Герд откинулся назад, стараясь не встречаться со мной глазами, — так он боялся, что у него сдадут нервы. Я постучала по стеклу.

— Перестань.

Я постучала три раза — в ритме его ответа.

Он застонал, а я провела по стеклу ладонью.

— Сколько времени они уже там, внутри? — спросила я, не сводя глаз с черного окна барака.

— Не знаю, я на часы не смотрел, минут двадцать, наверно.

— Дольше.

Герд не ответил. Он курил. С тех пор, как человек в форме полицейского скрылся с моими детьми, дверь ни разу не открывалась. Никто туда не вошел, ни один человек не вышел. Дверь была закрыта наглухо — так, что я даже засомневалась: не скрылись ли мои дети совсем в другом бараке, на дверь которого я до сих пор не обращала внимания. Или же они хоть и вошли в этот, наблюдаемый мною барак, но давно вышли из него незамеченными где-то с другой стороны. Через заднюю дверь. Может быть, существует подземный ход, ведущий в отдаленный полицейский лагерь, прямо в Центральный Комитет, под темные сине — зеленые своды государственной безопасности. А оттуда только один путь — в подземелье медного дворца. Возможно, под дворцовой площадью находится разветвленный лабиринт со специальными темницами, в которых дети беглых и невозвращенцев сидят взаперти и подвергаются принудительному исправлению. До тех пор, пока они не созреют до того, чтобы преданные государству граждане могли принять их в свои социалистические семьи. В такие семьи, каких, вероятно, и не бывает. А я буду напрасно ждать здесь своих детей.
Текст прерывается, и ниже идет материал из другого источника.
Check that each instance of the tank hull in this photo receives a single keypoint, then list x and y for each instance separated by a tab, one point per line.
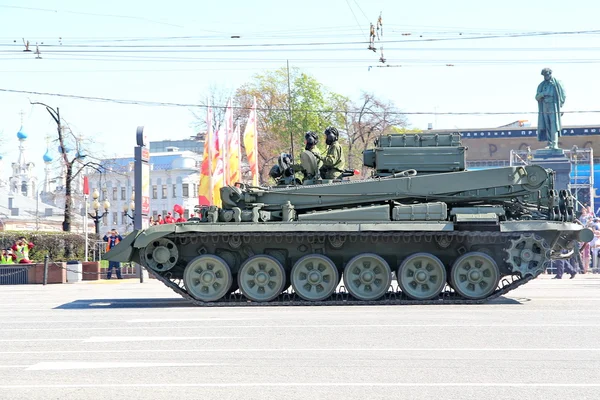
395	243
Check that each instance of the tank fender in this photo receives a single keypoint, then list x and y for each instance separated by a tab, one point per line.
123	251
155	232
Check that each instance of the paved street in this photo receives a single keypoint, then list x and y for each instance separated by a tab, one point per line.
115	340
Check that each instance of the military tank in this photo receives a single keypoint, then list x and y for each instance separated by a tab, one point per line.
421	229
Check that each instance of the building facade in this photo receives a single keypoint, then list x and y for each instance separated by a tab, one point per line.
174	179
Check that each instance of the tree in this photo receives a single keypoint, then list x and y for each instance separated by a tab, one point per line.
68	143
285	113
365	121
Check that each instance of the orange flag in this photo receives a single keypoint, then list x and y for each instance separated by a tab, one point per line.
228	137
251	143
205	188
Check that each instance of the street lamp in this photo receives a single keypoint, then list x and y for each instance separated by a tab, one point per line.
131	207
96	207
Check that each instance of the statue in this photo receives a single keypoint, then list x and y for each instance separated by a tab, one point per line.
551	97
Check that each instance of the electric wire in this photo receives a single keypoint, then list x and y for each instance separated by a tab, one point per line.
277	109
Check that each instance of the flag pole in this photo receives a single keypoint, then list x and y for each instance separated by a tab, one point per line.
256	182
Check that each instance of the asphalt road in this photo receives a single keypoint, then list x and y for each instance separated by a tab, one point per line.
126	340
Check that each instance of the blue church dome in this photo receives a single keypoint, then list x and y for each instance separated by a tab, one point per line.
47	157
21	135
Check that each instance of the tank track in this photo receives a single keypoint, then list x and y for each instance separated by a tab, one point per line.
341	297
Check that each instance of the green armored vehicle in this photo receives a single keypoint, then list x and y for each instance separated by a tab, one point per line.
421	229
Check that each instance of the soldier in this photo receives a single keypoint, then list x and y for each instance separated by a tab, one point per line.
310	143
333	162
113	238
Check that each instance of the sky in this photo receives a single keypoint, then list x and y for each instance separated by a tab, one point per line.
456	65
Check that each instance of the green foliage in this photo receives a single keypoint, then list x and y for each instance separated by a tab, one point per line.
403	130
274	101
60	246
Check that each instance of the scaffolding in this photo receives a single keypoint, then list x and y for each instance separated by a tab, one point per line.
581	182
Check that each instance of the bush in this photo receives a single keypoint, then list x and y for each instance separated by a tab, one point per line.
60	246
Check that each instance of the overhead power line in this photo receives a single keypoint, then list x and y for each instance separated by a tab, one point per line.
328	111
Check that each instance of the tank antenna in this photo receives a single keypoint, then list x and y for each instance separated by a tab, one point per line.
291	119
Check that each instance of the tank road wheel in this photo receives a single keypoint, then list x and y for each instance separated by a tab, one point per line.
261	278
367	276
528	255
314	277
422	276
474	275
161	255
207	277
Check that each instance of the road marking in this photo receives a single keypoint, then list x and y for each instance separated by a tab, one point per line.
304	350
317	326
305	384
135	321
104	339
63	365
38	340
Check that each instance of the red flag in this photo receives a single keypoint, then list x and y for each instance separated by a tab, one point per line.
86	185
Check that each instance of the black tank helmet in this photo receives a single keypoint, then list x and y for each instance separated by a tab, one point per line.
311	140
331	135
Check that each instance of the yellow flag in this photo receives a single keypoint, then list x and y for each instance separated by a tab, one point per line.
216	149
251	144
205	186
234	153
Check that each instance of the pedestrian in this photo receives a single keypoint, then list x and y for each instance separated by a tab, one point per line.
6	257
113	238
21	250
169	218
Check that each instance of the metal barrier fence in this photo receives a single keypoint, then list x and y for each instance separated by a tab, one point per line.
13	275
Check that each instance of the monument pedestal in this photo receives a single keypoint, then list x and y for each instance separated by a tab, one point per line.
556	160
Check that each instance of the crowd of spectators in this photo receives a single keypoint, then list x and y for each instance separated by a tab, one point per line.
18	253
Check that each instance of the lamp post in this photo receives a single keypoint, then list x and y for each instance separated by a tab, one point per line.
96	206
131	207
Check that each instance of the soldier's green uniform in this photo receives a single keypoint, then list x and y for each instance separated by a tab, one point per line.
300	172
333	162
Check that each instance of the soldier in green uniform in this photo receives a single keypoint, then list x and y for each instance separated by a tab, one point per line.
310	143
333	162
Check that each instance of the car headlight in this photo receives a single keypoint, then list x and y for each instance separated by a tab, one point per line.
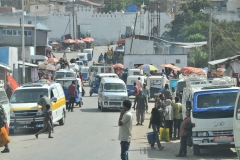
124	98
39	112
105	98
12	114
202	134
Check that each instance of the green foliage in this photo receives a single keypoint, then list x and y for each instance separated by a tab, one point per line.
197	58
191	25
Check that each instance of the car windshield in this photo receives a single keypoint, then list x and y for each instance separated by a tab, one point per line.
114	87
80	63
216	100
28	95
64	74
65	83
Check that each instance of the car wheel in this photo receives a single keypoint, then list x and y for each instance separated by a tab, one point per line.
196	150
62	121
11	131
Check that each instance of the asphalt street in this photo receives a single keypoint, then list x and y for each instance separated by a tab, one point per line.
90	134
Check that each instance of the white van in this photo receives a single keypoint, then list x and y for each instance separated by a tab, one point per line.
26	113
111	93
236	124
4	101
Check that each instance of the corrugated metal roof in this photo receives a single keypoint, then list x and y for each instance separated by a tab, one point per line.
42	27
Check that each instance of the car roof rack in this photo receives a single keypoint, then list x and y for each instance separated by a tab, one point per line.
2	84
224	82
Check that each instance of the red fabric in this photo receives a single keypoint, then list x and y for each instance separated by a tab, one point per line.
136	90
71	89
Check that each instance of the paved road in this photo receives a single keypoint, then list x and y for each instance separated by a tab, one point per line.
90	134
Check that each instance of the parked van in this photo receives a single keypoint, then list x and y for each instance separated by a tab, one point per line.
26	113
4	101
112	92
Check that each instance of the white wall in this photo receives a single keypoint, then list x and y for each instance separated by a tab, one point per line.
232	5
104	27
156	60
139	46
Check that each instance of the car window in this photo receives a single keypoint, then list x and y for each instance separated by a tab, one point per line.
54	93
60	91
238	109
3	97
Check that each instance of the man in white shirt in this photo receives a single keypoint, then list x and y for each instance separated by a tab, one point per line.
125	129
139	83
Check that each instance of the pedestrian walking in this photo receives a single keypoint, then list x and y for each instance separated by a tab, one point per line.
3	120
166	92
141	101
64	56
139	83
156	121
71	94
184	129
177	108
9	90
169	116
44	101
146	93
136	89
125	129
46	122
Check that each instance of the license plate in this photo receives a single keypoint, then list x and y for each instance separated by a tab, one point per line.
24	122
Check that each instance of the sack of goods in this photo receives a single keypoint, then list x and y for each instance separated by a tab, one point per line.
224	81
4	139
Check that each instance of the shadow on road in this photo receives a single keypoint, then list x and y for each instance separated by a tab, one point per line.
90	110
— Ты тоже видел, как они туда вошли? Вон туда. Видишь тот барак? Они там, внутри. — В голосе у меня слышалась неуверенность, но я все же указывала на барак с псевдо-окнами.

Герд проследил за моим пальцем. Резко выдохнув, он засмеялся и пожал плечами.

— Не знаю, — он огляделся. — Ведь все эти бараки с виду одинаковые.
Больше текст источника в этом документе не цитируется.